Gagnon, Ruel, Lavallée
Appel d’un jugement de la Cour supérieure ayant infirmé un jugement de la Cour du Québec qui avait déclaré l’intimée coupable d'avoir exploité une entreprise offrant une activité de sécurité privée sans être titulaire d'un permis d'agence de la catégorie pertinente. Accueilli, avec dissidence.
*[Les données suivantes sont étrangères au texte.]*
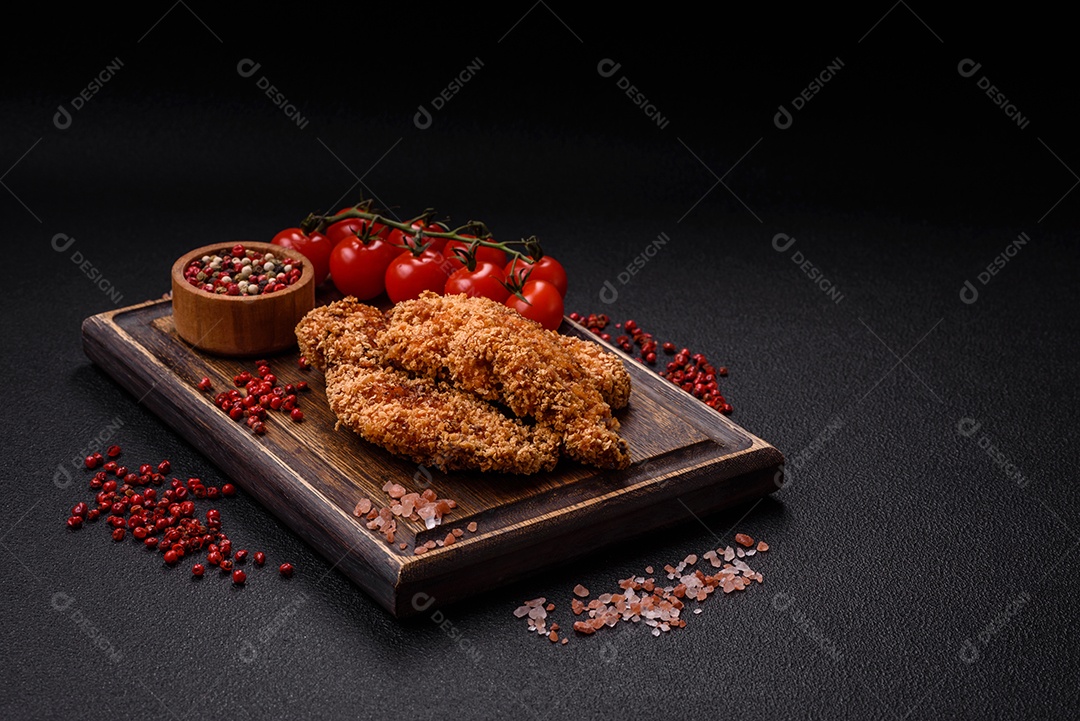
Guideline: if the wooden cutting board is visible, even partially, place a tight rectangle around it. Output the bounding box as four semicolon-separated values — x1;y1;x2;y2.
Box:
82;300;783;617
L’intimée exploite un système électronique de sécurité dans le cadre de ses activités au centre d’appels d’urgence de l’Aéroport international Pierre-Elliott-Trudeau de Montréal. Elle a été déclarée coupable de l’infraction prévue à l’article 114 de la Loi sur la sécurité privée (RLRQ, c. S-3.5). La Cour supérieure siégeant en appel a cassé la déclaration de culpabilité et a déclaré la loi inapplicable aux activités exercées par l’intimée à l’aéroport. Seule la question de l’applicabilité de la Loi sur la sécurité privée au regard de la doctrine de l’exclusivité de la compétence fédérale en matière d’aéronautique était en jeu en première instance et devant la Cour supérieure. Les appelants font valoir que le juge d’appel a erré en déclarant que la loi était inapplicable à l’intimée.
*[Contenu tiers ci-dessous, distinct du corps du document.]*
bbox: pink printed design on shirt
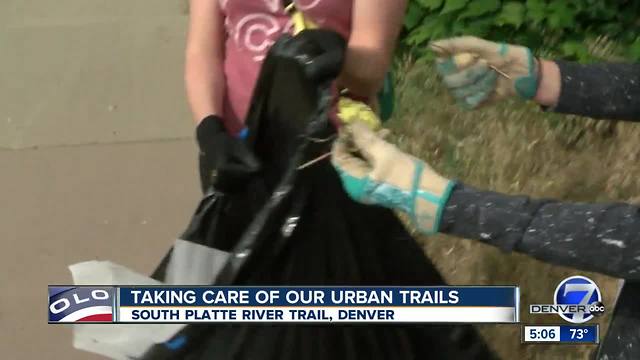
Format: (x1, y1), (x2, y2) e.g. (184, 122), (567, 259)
(226, 0), (322, 62)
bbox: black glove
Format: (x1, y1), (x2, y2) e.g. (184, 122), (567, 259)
(291, 29), (347, 82)
(196, 115), (260, 192)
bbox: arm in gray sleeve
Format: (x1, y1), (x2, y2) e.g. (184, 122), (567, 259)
(440, 184), (640, 279)
(551, 61), (640, 121)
Le Parlement fédéral possède la compétence exclusive pour réglementer le domaine de l’aéronautique, ce qui vise autant la réglementation de l’exploitation des aéronefs que des aéroports et aérodromes. La sécurité d’un aéroport fait également partie du contenu essentiel de la compétence fédérale, comme l’a conclu le juge d’appel. La sécurité du transport aérien passe nécessairement par la sécurité des aéroports. Les activités de l’intimée s’inscrivent donc dans le contenu essentiel de la compétence fédérale.
Le juge d’appel a erré quant à l’intensité des effets nécessaires pour conclure à une entrave à l’exercice de la compétence fédérale ainsi qu’à l’égard du fardeau de preuve requis pour conclure à une entrave. L’application de la Loi sur la sécurité privée à l’intimée ne cause aucune véritable entrave. Aucune des dispositions retenues par le juge d’appel n’empiète gravement sur les activités de l’intimée dans leur spécificité fédérale. Une entrave purement spéculative ou hypothétique ne suffit pas. Il y a absence d’empiétement sur le contenu essentiel de la compétence sur l’aéronautique puisque la Loi sur la sécurité privée ne réglemente pas la manière de mener les activités au centre d’appels d’urgence. Le régime mis en place par la loi provinciale en ce qui a trait au permis d’agent ne permet pas au Bureau de la sécurité privée (BSP) de dicter de façon discrétionnaire la manière dont l’agent de sûreté doit exercer ses fonctions. Il vise uniquement à s’assurer que les titulaires de permis d’agent respectent des normes comportementales élémentaires et générales. Ces normes ont pour objet la protection du public et s’apparentent aux normes professionnelles que doivent respecter les agents. Elles ne portent donc pas atteinte de manière grave ou importante au cœur de la compétence fédérale.
Le juge d’appel a aussi commis une erreur en concluant que la simple existence du pouvoir du BSP de donner des directives à l’intimée, en tant que détenteur d’un permis d’agence, constitue une entrave. Reconnaître que n’importe quelle entrave hypothétique peut entraîner une application accrue de la doctrine de l’exclusivité des compétences est contraire à l’approche restrictive adoptée depuis l’arrêt Banque canadienne de l'Ouest c. Alberta (C.S. Can., 2007-05-31), 2007 CSC 22, SOQUIJ AZ-50435443, J.E. 2007-1068, [2007] R.R.A. 241 (rés.), [2007] 2 R.C.S. 3. Les pouvoirs d’inspection et d’enquête du BSP ne posent aucune entrave aux activités de l’intimé. La doctrine de l’exclusivité des compétences ne s’applique pas en l’espèce. Enfin, même si la doctrine s’appliquait, l’inapplicabilité de la loi en entier ne serait pas la réparation appropriée.
Le juge Ruel, dissident, aurait rejeté l’appel. Sa dissidence porte sur le champ d’application de la Loi sur la sécurité privée et l’application de la doctrine de l’exclusivité des compétences.